Yanık ayrıyeten kurum tipi bakım modelini mesken tipi bakım modeliyle değiştirdiklerini kaydederken devlet bakımına alınan bireylerin yalnızca devlet kurumunda olmadığını, kimi bireylerin esirgeyici aileler sorumluluğunda olduğunu aktardı. Yanık hami ailelerin yüzde 60’ının kendi biyolojik çocukları olduğunun da bilgisini verdi.
“Şüphesiz toplumsal huzurun ve güvenliğin önündeki en büyük mahzur şiddet olgusudur”
Üçüncü gündem unsuru olan bayan ve bayana karşı şiddet konusunda son 20 yılda atılan adımlara dikkati çeken Yanık, “Son 20 yılda ulaşılan sonuçlar itibariyle yasal düzenlemeler güncellenmiş, bayanın güçlendirilmesi alanında kıymetli kazanımlar elde edilmiş, temel kanunlarda kadın-erkek eşitliğini gözeten bir yapı ortaya konmuştur.

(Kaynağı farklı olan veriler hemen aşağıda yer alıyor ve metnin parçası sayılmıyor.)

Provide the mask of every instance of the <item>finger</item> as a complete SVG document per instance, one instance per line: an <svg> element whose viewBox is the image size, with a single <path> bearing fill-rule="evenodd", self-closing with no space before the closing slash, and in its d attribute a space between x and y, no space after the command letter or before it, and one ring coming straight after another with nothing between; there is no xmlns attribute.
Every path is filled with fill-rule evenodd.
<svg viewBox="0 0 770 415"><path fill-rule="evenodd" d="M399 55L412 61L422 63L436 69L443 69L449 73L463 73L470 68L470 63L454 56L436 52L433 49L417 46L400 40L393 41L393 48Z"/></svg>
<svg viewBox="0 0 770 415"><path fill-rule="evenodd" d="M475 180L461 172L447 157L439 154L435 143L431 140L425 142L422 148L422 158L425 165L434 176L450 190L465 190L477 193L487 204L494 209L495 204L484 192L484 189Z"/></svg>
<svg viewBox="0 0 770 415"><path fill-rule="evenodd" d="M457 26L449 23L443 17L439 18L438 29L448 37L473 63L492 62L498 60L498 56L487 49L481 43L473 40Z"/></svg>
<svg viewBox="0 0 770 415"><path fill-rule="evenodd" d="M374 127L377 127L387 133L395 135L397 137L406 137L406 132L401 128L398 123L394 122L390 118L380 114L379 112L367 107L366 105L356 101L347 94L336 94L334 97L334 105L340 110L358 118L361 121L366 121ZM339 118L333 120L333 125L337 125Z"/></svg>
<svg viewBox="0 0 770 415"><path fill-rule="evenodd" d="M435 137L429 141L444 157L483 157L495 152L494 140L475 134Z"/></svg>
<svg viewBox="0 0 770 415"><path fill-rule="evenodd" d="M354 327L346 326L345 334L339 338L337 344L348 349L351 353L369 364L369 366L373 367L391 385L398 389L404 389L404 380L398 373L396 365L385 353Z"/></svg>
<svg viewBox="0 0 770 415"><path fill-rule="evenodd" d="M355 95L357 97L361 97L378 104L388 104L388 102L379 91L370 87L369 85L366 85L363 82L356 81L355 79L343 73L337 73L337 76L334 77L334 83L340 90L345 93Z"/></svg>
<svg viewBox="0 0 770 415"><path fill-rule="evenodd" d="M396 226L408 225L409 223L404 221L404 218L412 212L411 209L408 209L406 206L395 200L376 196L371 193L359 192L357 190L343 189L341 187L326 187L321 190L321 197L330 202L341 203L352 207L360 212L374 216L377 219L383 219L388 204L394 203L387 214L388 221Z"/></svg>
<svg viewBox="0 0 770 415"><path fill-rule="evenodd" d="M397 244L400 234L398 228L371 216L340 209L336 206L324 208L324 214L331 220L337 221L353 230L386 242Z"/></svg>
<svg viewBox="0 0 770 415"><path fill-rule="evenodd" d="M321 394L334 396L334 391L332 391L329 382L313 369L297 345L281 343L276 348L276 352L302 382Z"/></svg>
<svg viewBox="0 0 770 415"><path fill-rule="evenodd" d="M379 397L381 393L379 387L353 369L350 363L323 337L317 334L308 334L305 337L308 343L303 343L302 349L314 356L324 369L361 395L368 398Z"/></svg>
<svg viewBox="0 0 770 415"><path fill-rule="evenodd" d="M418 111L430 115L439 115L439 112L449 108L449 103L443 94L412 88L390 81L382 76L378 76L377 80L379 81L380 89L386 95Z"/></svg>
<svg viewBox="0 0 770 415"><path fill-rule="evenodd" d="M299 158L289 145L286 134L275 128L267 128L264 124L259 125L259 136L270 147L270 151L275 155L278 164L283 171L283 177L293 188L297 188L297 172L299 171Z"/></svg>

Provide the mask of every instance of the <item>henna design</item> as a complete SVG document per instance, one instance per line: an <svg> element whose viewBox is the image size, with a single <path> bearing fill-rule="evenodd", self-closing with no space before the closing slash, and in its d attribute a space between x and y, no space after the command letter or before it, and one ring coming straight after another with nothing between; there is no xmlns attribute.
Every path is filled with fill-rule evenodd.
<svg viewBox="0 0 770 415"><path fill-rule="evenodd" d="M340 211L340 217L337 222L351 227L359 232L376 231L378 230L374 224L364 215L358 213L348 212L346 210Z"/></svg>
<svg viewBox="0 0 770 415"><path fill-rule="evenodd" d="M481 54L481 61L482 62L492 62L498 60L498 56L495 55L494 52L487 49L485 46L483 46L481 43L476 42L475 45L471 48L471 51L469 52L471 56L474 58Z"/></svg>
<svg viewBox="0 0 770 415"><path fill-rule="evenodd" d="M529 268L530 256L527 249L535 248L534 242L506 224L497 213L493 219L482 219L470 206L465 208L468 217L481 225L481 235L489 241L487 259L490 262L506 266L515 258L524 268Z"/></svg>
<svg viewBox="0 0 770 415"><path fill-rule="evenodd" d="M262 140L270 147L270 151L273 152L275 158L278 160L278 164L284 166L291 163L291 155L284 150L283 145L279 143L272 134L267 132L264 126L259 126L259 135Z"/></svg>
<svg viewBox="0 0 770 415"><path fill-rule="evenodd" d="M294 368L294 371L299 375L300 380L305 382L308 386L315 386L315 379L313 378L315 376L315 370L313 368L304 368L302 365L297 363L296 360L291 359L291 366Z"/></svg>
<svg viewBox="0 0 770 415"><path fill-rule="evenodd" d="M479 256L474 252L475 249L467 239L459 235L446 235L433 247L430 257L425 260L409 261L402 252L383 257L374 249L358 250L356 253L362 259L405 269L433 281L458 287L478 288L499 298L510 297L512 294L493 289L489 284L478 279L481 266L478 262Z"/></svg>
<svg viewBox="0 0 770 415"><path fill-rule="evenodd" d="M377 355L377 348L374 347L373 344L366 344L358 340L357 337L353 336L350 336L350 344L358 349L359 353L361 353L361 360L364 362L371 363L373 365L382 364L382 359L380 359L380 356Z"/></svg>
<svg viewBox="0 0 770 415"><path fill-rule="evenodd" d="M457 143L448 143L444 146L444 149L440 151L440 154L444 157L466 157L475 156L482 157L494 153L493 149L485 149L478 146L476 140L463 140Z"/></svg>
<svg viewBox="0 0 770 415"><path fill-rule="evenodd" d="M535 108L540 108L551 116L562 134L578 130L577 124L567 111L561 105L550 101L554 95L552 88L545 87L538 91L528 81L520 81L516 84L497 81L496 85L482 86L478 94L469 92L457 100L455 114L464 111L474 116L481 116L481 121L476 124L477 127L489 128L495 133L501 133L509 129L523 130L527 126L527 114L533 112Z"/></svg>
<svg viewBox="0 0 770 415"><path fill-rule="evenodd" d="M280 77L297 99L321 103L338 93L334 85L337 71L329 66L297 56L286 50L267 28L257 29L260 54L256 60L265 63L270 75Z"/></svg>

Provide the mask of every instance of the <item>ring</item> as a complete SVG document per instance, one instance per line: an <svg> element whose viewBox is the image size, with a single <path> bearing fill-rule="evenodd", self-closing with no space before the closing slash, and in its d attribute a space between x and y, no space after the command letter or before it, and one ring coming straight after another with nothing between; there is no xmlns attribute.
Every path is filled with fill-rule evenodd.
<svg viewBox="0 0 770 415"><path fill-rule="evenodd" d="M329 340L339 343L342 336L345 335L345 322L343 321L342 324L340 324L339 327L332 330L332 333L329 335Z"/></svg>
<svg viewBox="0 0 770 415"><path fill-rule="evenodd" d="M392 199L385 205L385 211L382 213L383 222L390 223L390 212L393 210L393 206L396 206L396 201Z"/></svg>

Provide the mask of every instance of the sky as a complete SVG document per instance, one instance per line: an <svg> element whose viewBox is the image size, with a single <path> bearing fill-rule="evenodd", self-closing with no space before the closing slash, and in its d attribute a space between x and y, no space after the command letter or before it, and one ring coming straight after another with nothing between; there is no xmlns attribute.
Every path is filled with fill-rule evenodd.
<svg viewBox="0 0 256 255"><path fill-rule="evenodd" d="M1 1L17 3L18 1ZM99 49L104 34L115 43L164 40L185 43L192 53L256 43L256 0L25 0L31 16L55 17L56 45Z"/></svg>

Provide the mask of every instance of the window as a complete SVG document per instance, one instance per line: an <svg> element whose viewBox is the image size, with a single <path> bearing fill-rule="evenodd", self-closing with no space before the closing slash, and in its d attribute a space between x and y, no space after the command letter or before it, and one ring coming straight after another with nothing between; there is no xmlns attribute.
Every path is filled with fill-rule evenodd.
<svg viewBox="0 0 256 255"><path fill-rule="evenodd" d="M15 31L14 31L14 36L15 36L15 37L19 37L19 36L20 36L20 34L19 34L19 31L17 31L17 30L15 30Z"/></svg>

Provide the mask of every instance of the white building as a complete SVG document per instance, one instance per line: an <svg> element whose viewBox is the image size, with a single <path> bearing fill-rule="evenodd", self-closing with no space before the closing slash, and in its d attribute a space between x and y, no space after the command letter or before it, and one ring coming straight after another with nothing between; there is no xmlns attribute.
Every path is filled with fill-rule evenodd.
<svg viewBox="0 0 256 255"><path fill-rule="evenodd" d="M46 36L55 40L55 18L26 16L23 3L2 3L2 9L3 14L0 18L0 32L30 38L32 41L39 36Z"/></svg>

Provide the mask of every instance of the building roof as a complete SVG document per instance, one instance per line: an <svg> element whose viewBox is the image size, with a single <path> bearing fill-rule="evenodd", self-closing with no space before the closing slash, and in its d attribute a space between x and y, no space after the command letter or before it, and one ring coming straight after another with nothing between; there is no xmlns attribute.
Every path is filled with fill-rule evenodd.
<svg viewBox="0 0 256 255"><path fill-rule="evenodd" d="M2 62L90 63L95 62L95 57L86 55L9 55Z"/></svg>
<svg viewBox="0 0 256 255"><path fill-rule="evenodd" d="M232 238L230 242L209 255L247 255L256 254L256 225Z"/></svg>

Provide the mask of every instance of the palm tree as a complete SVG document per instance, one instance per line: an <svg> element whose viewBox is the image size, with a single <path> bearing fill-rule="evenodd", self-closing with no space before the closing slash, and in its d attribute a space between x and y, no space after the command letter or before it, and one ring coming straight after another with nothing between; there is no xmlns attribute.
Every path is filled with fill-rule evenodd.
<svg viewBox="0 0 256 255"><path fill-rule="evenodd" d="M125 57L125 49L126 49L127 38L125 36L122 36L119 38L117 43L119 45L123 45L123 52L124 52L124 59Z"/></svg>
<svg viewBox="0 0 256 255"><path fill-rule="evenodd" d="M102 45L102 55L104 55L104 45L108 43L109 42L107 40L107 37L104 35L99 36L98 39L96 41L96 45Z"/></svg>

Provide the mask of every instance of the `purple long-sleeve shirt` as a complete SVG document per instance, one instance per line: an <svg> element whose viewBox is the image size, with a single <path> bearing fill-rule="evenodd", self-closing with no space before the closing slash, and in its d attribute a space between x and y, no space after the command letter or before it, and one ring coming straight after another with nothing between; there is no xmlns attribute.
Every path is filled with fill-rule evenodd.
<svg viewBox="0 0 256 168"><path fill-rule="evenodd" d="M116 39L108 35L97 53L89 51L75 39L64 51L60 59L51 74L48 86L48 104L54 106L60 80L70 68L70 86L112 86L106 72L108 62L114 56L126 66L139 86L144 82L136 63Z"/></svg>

Bakanlık olarak hazırladığımız Bayanın Güçlenmesi Stratejisi Dokümanı ve Aksiyon Planı’nda bayanların çalışması ve toplumsal hayata daha faal iştirakinin sağlanması öncelikli amaçlarımızdan birisi olmuştur. Elbet toplumsal huzurun ve güvenliğin önündeki en büyük pürüz şiddet olgusu. Şiddetin olduğu hiçbir ortamda insan haklarına erişim, adaletin tesisi ve refah seviyesinin düzelmesi mümkün görünmemektedir. Bu manada bayana yönelik şiddet toplumsal bir sıkıntı olarak kabul edilmeli, toplumsal seferberlik halinde sıfır tolerans unsuruyla çaba edilmelidir” dedi.
Toplantı, Aile ve Toplumsal Hizmetler Bakanı Derya Yanık’ın açıklamalarının akabinde basına kapalı olarak devam etti.